Statistics Is Useless Part I: The Problem
Classical statistics is reliant on the fact that observations about the past tell us something about the future. This is useful to help us infer things about the characteristics of the variable in question. We can also use this information to make decisions today based on what is likely to happen in the future.
We use these past observations to tell us something about the generating function of the variable. We try to answer the question “What mechanism is driving the outputs of this variable?”.
This ability to use past observations (a sample) is reliant on the fact that:
- The future resembles the past (the generating function does not change over time).
- Observed observations are sufficient to determine the characteristics of the generating function.
- It is known how large our sample of observations has to be to infer properties of the generating function, with a known degree of accuracy.
This is often not the case, as we shall see later.
What’s Your Type?
There are four types of generators:

Type 1
Type 1 typically relates to games. The limits of said game are bounded (that is, you know the minimum and maximum of the possible observations).
For example, imagine you are rolling a 6-sided dice with possible integer values from the range [1, 12]. Let’s say these values are [1, 5, 2, 8, 12, 10], making the expected value of each dice roll 6.333…
It isn’t going to take you many rolls to figure out roughly what the expected value of each roll is:
Trials | E[X_n] | Absolute Error |
1 | 12 | 5.666… |
10 | 6.7 | 0.3666… |
100 | 6.65 | 0.31666… |
1,000 | 6.487 | 0.153666… |
10,000 | 6.3228 | 0.0105333… |
As you can see, as the number of trials increases, the mean of our trial rolls pretty rapidly approaches the expected value of our dice.

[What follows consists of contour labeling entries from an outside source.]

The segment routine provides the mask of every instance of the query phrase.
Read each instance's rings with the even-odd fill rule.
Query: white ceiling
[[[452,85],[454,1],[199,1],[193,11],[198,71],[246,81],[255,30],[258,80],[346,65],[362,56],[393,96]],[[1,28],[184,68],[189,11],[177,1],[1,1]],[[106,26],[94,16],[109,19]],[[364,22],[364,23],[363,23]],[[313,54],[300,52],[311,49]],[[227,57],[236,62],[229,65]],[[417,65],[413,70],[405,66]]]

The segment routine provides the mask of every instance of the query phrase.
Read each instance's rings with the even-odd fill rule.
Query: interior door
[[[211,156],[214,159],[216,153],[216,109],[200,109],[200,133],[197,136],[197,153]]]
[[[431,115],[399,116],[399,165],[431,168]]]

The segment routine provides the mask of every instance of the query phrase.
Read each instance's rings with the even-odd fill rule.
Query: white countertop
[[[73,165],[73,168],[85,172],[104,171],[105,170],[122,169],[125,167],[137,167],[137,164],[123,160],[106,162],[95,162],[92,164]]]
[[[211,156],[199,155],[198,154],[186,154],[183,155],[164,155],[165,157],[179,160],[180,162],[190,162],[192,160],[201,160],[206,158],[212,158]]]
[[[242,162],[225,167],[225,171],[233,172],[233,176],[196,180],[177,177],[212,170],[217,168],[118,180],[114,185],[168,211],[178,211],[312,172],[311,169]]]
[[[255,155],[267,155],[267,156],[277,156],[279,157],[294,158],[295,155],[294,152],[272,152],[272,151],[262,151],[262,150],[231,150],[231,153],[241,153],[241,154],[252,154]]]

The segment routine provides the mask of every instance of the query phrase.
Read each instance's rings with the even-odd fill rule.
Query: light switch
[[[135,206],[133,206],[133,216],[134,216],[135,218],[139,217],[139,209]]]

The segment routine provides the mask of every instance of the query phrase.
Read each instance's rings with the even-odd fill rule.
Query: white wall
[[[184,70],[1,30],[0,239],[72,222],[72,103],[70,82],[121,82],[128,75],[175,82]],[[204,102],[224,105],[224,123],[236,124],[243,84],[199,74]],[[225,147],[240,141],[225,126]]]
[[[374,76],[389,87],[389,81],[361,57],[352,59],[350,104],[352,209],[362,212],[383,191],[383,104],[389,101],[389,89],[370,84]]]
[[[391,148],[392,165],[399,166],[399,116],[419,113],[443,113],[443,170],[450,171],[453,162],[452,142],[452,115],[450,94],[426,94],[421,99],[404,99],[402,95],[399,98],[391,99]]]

What’s more, even if you do get unlucky, your guess is never going to be that far off because you know what the possible values of E[X] (the expected value) are.
Type 2
Type 2 relates to “well-behaved” generator functions that have a very low probability of generating an extreme result. The moments of the samples produced by these types of generator functions converge to the actual moments of the distribution very quickly and at a known rate, making inference relatively simple. Note that the observations don’t even have to be bounded: as long as the probability of an extreme event is very small, past observations can still tell us an awful lot about the characteristics of the generating function.
Consider the gaussian distribution. Most of classical statistics is based on the fact that this distribution is well behaved and the moments converge to true values at a known rate. Look up the Central Limit Theorem and the Law of Large Numbers if you don’t believe me.
Consider a normal distribution with mean 1,000 and standard deviation 100. Let’s take some samples and see what we get:












As you can see, as the number of trials increases, observations produced from this generator pretty rapidly approximate a normal distribution.
Type 3
Type 3 is where things start to get a little more tricky. Generators of this type are tractable to some extent but convergence occurs at an unknown rate and characteristics are only revealed after a large number of observations. The sample moments from these types of generator functions converge very slowly to their true values. It may take 10^6 observations or more to reveal the actual properties of the generating function.
Taking a mix of a Poisson and a Gaussian, for example:
X = 100(S x N(0.01, 1) + (1-S) x P(0.01))
Here we know that E[X] is 2, but is this obvious from large samples?
Trials | R1 | R2 | R3 | R4 | R5 |
10 | 11 | 11 | 13 | -48 | -15 |
100 | 23.62 | 13.46 | -1.21 | 7.07 | 9.05 |
1,000 | 2.18 | -1.05 | -0.01 | 2.47 | 6.27 |
10,000 | 1.17 | 1.54 | 1.75 | 3.29 | 0.65 |
100,000 | 1.54 | 1.47 | 2.17 | 1.89 | 2.68 |
Looking at the first five runs, we don’t see any type of approximation of the true mean until we start using 100,000 trials. Even then the mean can easily be 25% greater/larger than the true value.
The general problem with combining generating functions into one is that S is unknown. We might know about how to deal with the Type 1 or 2 part, but because S is unknown we don’t know how many observations are required until we are sure about the generator as a whole.
So, even if we know our generator is of Type 3, we don’t know how many observations are required to reveal its true properties.
Type 4
Go to your local library and enter the cobwebbed statistics section. Pick up any introductory statistics textbook. Turn to any major theorem/proof, chances are you’ll find the caveat “conditional on finite mean” and/or “conditional finite variance”. In the realm of Type 4, statistics breaks down. No moments exist.
Without these conditions, statistics simply isn’t possible.
Even Then
One generator, please
The above analysis is concerned with what we can learn from observations of a generator of a known type. However, in the real world, God sadly does not tell us what type of generating function we are dealing with. We don’t observe the generator directly, just the observations from it. There is no independent way to determine what generator we are dealing with, we must infer it from past observations.
This leads to circular reasoning. How do we know if we have enough data to determine the distribution? Well, that depends on the distribution. How do we determine the distribution? From the data.
This regress-loop means that generators of Type 3 and 4 can often be mistaken for Type 1 or 2. Distributions can appear to be simple to deal with…until one observation comes along and changes everything.
The generators are a changin’
Something I’m certain you’re sick of hearing at this point on this site: life is not a controlled experiment. Like God, according to Einstein, we are not rolling dice. Most real-life situations do not involve such known characteristics. This means that real-life situations are highly susceptible to the mistaken-generator problem identified above.
But there is also another problem: the generator may be hard to pin-down in the first place. It may have slippery properties. It may have unstable or highly volatile properties. Worse, it may have identifiable characteristics, we may have determined these characteristics, we may be relying on the characteristics…only for these to change. This can happen either at random or as a result of us acting using our newfound knowledge (most systems in the real world are not closed systems).
It Ain’t What You Don’t Know That Gets You Into Trouble. It’s What You Know for Sure That Just Ain’t So.
Mark Twain
Note: this article is based on an unpublished paper by Taleb and Pipel – On the Unfortunate Problem of the Nonobservability of the Probability Distribution.